Mammalian cells have a remarkable ability to support nonhomologous recombination of incoming DNA. For example, animals bearing a foreign gene randomly inserted into their genome to express a foreign protein are reported in the art. These animals are most often used to produce, for example, a pharmaceutical substance. Typically, in this process expression of the foreign gene's coding sequence is under the control of a promoter.
Previous studies demonstrated that control of eukaryotic transcriptional promoters, can be modified to respond to bacterial transcription factors. (See, e.g., Hu and Davidson, Molecular and Cellular Biology 10(12):6141-6151; Hu and Davidson, 1991, Gene 99(2):141-150; Hu and Davidson, 1987, Cell 48(4):555-566; Hu and Davidson, 1988, Gene 62(2):301-313; Hannan et al., 1993, Gene 130(2):233-239).

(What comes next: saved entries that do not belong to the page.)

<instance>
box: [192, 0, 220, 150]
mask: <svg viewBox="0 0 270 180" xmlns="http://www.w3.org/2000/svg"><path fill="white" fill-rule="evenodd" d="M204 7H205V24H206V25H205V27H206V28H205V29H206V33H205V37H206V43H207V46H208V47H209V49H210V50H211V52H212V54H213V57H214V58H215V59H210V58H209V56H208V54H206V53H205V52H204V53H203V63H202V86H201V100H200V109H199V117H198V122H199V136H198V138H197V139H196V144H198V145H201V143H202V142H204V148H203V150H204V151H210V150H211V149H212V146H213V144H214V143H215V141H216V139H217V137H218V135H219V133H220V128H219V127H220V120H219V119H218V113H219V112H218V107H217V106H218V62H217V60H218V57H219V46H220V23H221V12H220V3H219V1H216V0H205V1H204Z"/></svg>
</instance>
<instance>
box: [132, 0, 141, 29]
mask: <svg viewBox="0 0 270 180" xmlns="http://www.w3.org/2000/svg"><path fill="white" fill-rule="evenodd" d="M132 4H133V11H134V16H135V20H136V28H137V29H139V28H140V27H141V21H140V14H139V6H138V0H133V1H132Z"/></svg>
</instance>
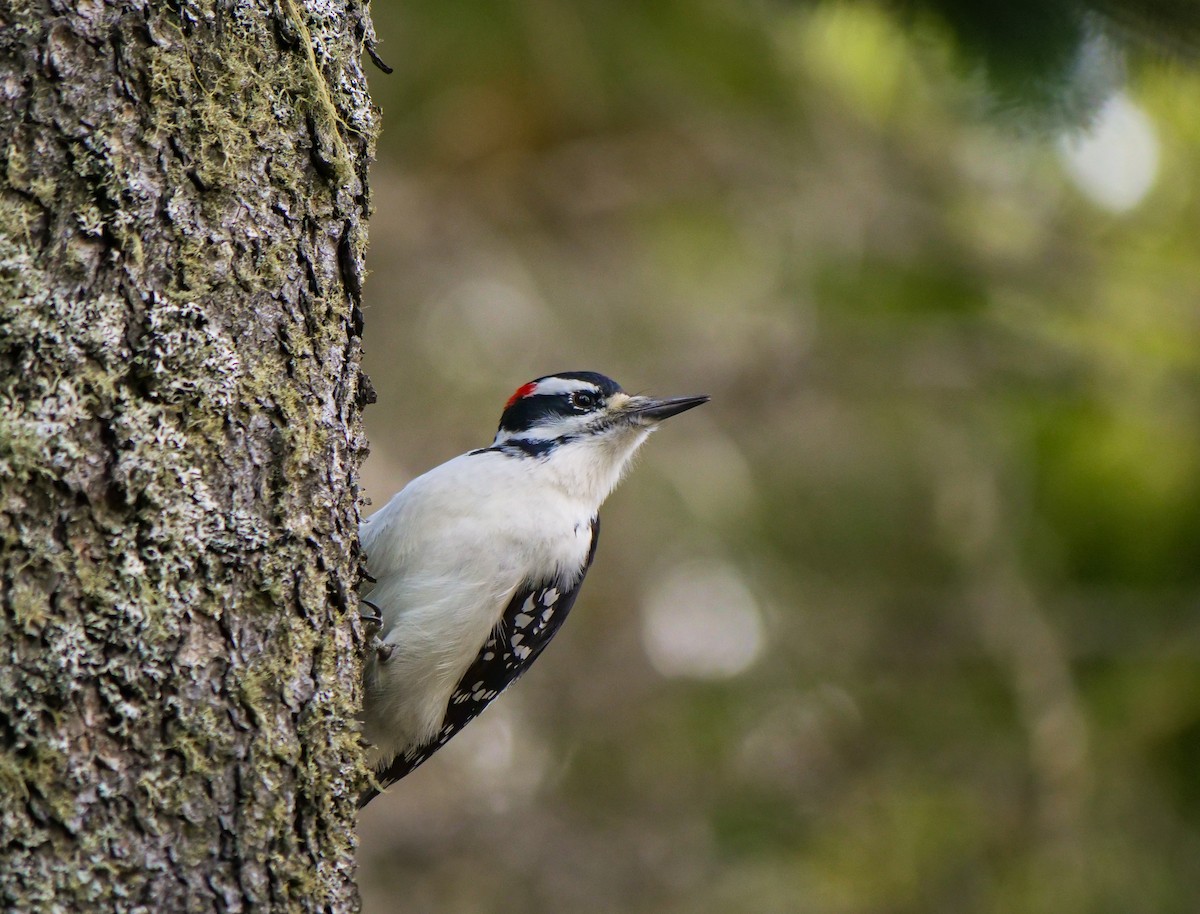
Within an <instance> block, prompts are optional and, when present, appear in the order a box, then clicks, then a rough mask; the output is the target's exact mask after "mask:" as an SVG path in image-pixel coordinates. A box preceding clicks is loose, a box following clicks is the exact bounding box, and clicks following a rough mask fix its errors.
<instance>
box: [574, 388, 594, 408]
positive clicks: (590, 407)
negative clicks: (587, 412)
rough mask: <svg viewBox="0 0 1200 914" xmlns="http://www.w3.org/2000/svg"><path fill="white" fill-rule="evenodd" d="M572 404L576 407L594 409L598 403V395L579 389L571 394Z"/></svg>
mask: <svg viewBox="0 0 1200 914" xmlns="http://www.w3.org/2000/svg"><path fill="white" fill-rule="evenodd" d="M571 405H572V407H575V408H576V409H580V410H584V409H593V408H595V405H596V395H595V393H592V392H589V391H586V390H577V391H575V392H574V393H572V395H571Z"/></svg>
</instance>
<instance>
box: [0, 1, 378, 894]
mask: <svg viewBox="0 0 1200 914" xmlns="http://www.w3.org/2000/svg"><path fill="white" fill-rule="evenodd" d="M368 35H370V19H368V18H367V13H366V10H365V8H364V6H361V5H360V2H359V0H329V1H328V2H325V1H324V0H275V1H274V2H272V1H271V0H197V1H196V2H190V1H188V2H167V4H152V2H150V1H149V0H91V1H85V2H77V1H76V0H4V2H0V835H2V836H4V850H2V852H0V909H4V910H14V912H16V910H19V912H41V910H65V912H82V910H104V912H125V910H130V912H133V910H156V912H185V910H186V912H192V910H196V912H200V910H254V912H265V910H329V912H344V910H354V909H356V907H358V900H356V891H355V889H354V884H353V876H354V873H353V841H354V838H353V824H354V816H355V812H354V798H355V796H356V793H358V789H359V788H360V787H361V786H362V783H361V780H360V778H361V776H362V772H361V770H360V763H359V753H358V751H356V745H358V738H356V728H355V724H354V714H355V708H356V704H358V684H359V647H360V641H361V635H360V631H359V629H358V621H356V612H358V611H356V600H355V599H354V596H353V595H354V589H355V585H356V576H358V558H356V552H355V549H356V518H358V494H356V474H358V465H359V462H360V458H361V456H362V452H364V447H362V438H361V428H360V421H359V415H360V408H361V404H362V402H364V401H365V399H366V391H367V390H368V387H367V385H366V381H365V379H362V378H361V377H360V369H359V353H360V349H359V330H360V312H359V308H358V305H359V291H360V281H359V277H360V276H361V260H362V249H364V245H365V217H366V208H367V197H366V167H367V161H368V158H370V155H371V149H372V136H373V134H372V131H373V120H372V119H373V112H372V109H371V104H370V100H368V97H367V91H366V80H365V78H364V73H362V70H361V64H360V50H361V43H362V41H364V40H365V36H368Z"/></svg>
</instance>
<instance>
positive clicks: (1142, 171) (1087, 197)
mask: <svg viewBox="0 0 1200 914" xmlns="http://www.w3.org/2000/svg"><path fill="white" fill-rule="evenodd" d="M1058 154H1060V156H1061V157H1062V162H1063V167H1064V168H1066V170H1067V174H1068V176H1069V178H1070V180H1072V181H1074V184H1075V186H1076V187H1079V190H1080V191H1082V192H1084V194H1085V196H1086V197H1087V198H1088V199H1090V200H1092V203H1094V204H1097V205H1098V206H1103V208H1104V209H1106V210H1111V211H1112V212H1124V211H1127V210H1132V209H1133V208H1134V206H1136V205H1138V204H1139V203H1141V200H1142V198H1144V197H1145V196H1146V194H1147V193H1148V192H1150V188H1151V187H1152V186H1153V185H1154V179H1156V178H1157V176H1158V134H1157V133H1156V131H1154V122H1153V121H1152V120H1151V119H1150V116H1148V115H1147V114H1146V113H1145V112H1144V110H1142V109H1141V108H1140V107H1139V106H1138V104H1135V103H1134V102H1133V100H1130V98H1129V96H1127V95H1126V94H1124V92H1116V94H1115V95H1114V96H1112V97H1111V98H1109V101H1108V102H1105V104H1104V107H1103V108H1102V109H1100V113H1099V114H1098V115H1097V118H1096V121H1094V122H1093V124H1092V125H1091V127H1090V128H1088V130H1087V131H1084V132H1081V133H1075V132H1072V133H1067V134H1063V137H1062V138H1061V140H1060V143H1058Z"/></svg>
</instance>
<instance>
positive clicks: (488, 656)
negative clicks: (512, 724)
mask: <svg viewBox="0 0 1200 914" xmlns="http://www.w3.org/2000/svg"><path fill="white" fill-rule="evenodd" d="M599 539H600V518H599V517H593V518H592V545H590V546H589V547H588V558H587V560H586V561H584V564H583V571H582V572H581V573H580V578H578V581H576V582H575V585H574V587H572V588H571V589H570V590H560V589H559V585H558V583H557V582H556V583H551V584H547V583H545V582H540V583H536V584H528V585H526V587H522V588H518V589H517V591H516V593H515V594H514V595H512V600H510V601H509V605H508V607H506V608H505V609H504V615H503V617H502V618H500V621H499V624H498V625H497V626H496V629H494V630H493V631H492V633H491V636H490V637H488V639H487V642H486V643H485V644H484V647H482V648H481V649H480V651H479V655H478V656H476V657H475V660H474V662H473V663H472V665H470V667H468V668H467V672H466V673H464V674H463V677H462V679H461V680H458V685H457V686H456V687H455V691H454V694H451V696H450V703H449V704H448V705H446V714H445V717H444V718H443V720H442V729H440V730H438V735H437V736H434V738H433V739H432V740H430V741H428V742H426V744H424V745H421V746H414V747H413V748H410V750H408V751H407V752H404V753H403V754H400V756H396V758H395V759H392V762H391V764H390V765H388V766H386V768H385V769H383V770H380V771H377V772H376V777H377V778H378V781H379V786H380V787H388V786H389V784H392V783H395V782H396V781H398V780H400V778H402V777H403V776H404V775H407V774H408V772H409V771H412V770H413V769H415V768H416V766H418V765H420V764H421V763H422V762H424V760H425V759H427V758H428V757H430V756H432V754H433V753H434V752H437V751H438V750H439V748H442V747H443V746H444V745H445V744H446V742H448V741H449V740H450V738H451V736H454V735H455V734H456V733H457V732H458V730H461V729H462V728H463V727H466V726H467V724H468V723H470V722H472V721H473V720H475V717H478V716H479V715H480V712H482V710H484V709H485V708H486V706H487V705H488V704H491V703H492V700H493V699H494V698H496V697H497V696H498V694H499V693H500V692H503V691H504V690H505V688H508V687H509V686H510V685H512V683H515V681H516V680H517V679H520V678H521V675H522V674H523V673H524V672H526V671H527V669H528V668H529V667H530V666H533V662H534V661H535V660H538V656H539V655H540V654H541V651H542V650H545V649H546V645H547V644H550V639H551V638H553V637H554V635H556V633H557V632H558V629H559V626H562V624H563V621H564V620H565V619H566V614H568V613H569V612H570V611H571V607H572V606H574V605H575V597H577V596H578V595H580V587H582V584H583V578H584V576H587V573H588V569H589V567H590V566H592V560H593V559H594V558H595V554H596V542H598V541H599ZM377 793H378V792H377V790H367V792H366V793H365V794H364V795H362V798H360V800H359V806H360V807H362V806H365V805H366V804H367V802H368V801H370V800H371V799H373V798H374V796H376V795H377Z"/></svg>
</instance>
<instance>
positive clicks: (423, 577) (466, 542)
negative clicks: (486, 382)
mask: <svg viewBox="0 0 1200 914" xmlns="http://www.w3.org/2000/svg"><path fill="white" fill-rule="evenodd" d="M707 401H708V397H704V396H701V397H671V398H665V399H660V398H654V397H643V396H631V395H629V393H625V392H624V391H623V390H622V389H620V386H619V385H618V384H617V383H616V381H613V380H611V379H610V378H606V377H605V375H602V374H598V373H595V372H564V373H562V374H550V375H547V377H545V378H538V379H536V380H533V381H529V383H528V384H523V385H521V386H520V387H517V390H516V392H515V393H514V395H512V396H511V397H509V401H508V403H506V404H505V405H504V413H503V415H502V416H500V427H499V431H498V432H497V433H496V439H494V440H493V441H492V444H491V446H490V447H481V449H480V450H476V451H470V452H468V453H464V455H462V456H460V457H455V458H454V459H451V461H449V462H448V463H443V464H442V465H440V467H436V468H434V469H432V470H430V471H428V473H426V474H425V475H422V476H418V477H416V479H414V480H413V481H412V482H409V483H408V485H407V486H406V487H404V488H403V489H401V491H400V492H398V493H397V494H396V495H395V497H394V498H392V499H391V500H390V501H389V503H388V504H386V505H385V506H384V507H383V509H380V510H379V511H378V512H376V513H374V515H372V516H371V517H368V518H367V519H366V521H364V522H362V524H361V527H360V534H361V539H362V548H364V551H365V552H366V557H367V572H368V576H370V578H368V579H370V581H371V583H370V584H368V588H367V589H365V591H364V600H365V602H366V603H367V605H368V606H370V607H372V609H374V611H376V612H377V613H378V621H379V632H378V637H377V638H376V641H374V643H373V645H372V649H371V651H370V653H368V656H367V661H366V668H365V671H364V678H365V683H364V686H365V687H364V692H365V700H364V714H362V734H364V738H365V740H366V741H367V744H370V748H368V752H370V756H368V760H370V763H371V764H372V766H373V768H374V770H376V776H377V780H378V781H379V784H380V786H382V787H386V786H388V784H390V783H394V782H396V781H398V780H400V778H401V777H403V776H404V775H407V774H408V772H409V771H412V770H413V769H414V768H416V766H418V765H420V764H421V763H422V762H424V760H425V759H427V758H428V757H430V756H432V754H433V753H434V752H437V751H438V750H439V748H440V747H442V746H443V745H445V742H446V740H449V739H450V738H451V736H454V735H455V734H456V733H457V732H458V730H461V729H462V728H463V727H464V726H466V724H467V723H469V722H470V721H472V720H474V718H475V716H478V715H479V714H480V711H482V710H484V709H485V708H486V706H487V705H488V704H490V703H491V702H492V699H493V698H496V697H497V696H498V694H499V693H500V692H503V691H504V690H505V688H506V687H508V686H509V685H510V684H511V683H512V681H514V680H516V679H517V678H518V677H520V675H521V674H522V673H524V672H526V669H528V668H529V666H530V665H532V663H533V662H534V661H535V660H536V659H538V655H539V654H541V651H542V649H544V648H545V647H546V644H548V643H550V639H551V638H552V637H554V633H556V632H557V631H558V627H559V626H560V625H562V624H563V620H564V619H565V618H566V614H568V612H570V609H571V606H572V603H575V597H576V596H577V595H578V593H580V585H581V584H582V583H583V576H584V575H586V573H587V571H588V566H589V565H590V564H592V558H593V557H594V555H595V549H596V537H598V536H599V533H600V521H599V517H598V515H596V512H598V511H599V509H600V505H601V503H602V501H604V500H605V498H606V497H607V495H608V493H610V492H612V489H613V487H614V486H616V485H617V482H618V481H619V480H620V476H622V474H623V473H624V471H625V468H626V467H628V465H629V461H630V458H631V457H632V456H634V452H635V451H637V449H638V447H640V446H641V444H642V443H643V441H644V440H646V439H647V437H648V435H649V434H650V432H653V431H654V428H655V426H656V425H658V423H659V422H660V421H661V420H664V419H667V417H668V416H673V415H677V414H679V413H683V411H684V410H685V409H691V408H692V407H698V405H700V404H701V403H704V402H707ZM377 794H378V790H376V789H374V788H372V789H368V790H367V792H366V793H365V794H364V795H362V798H361V799H360V801H359V805H360V806H365V805H366V804H367V802H368V801H370V800H371V799H372V798H373V796H376V795H377Z"/></svg>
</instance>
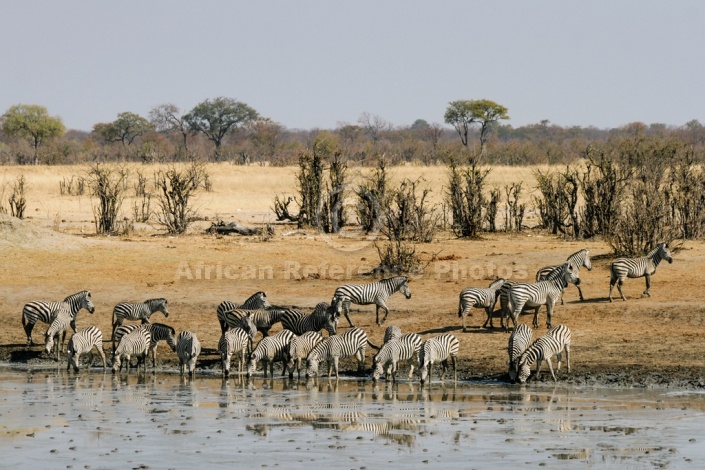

However, the method of expressing a foreign gene of interest in a mammalian cell by randomly inserting the gene into the genome of the animal is contrary to the process of gene targeting. Gene targeting relies on homologous recombination, wherein the goal is to produce an animal carrying a modified or disrupted form of a specific gene of interest.
As described above, the experimental challenge in gene targeting lies in identifying the rare colonies of cells carrying the desired mutated target gene. As it is often difficult to differentiate between random insertions and homologous recombination, a need in the art exists for methods that enhance and promote the recovery of homologous recombination events, while providing a faster, more efficient, and more reliable means for generating cells and animals having specific genes modified or disrupted.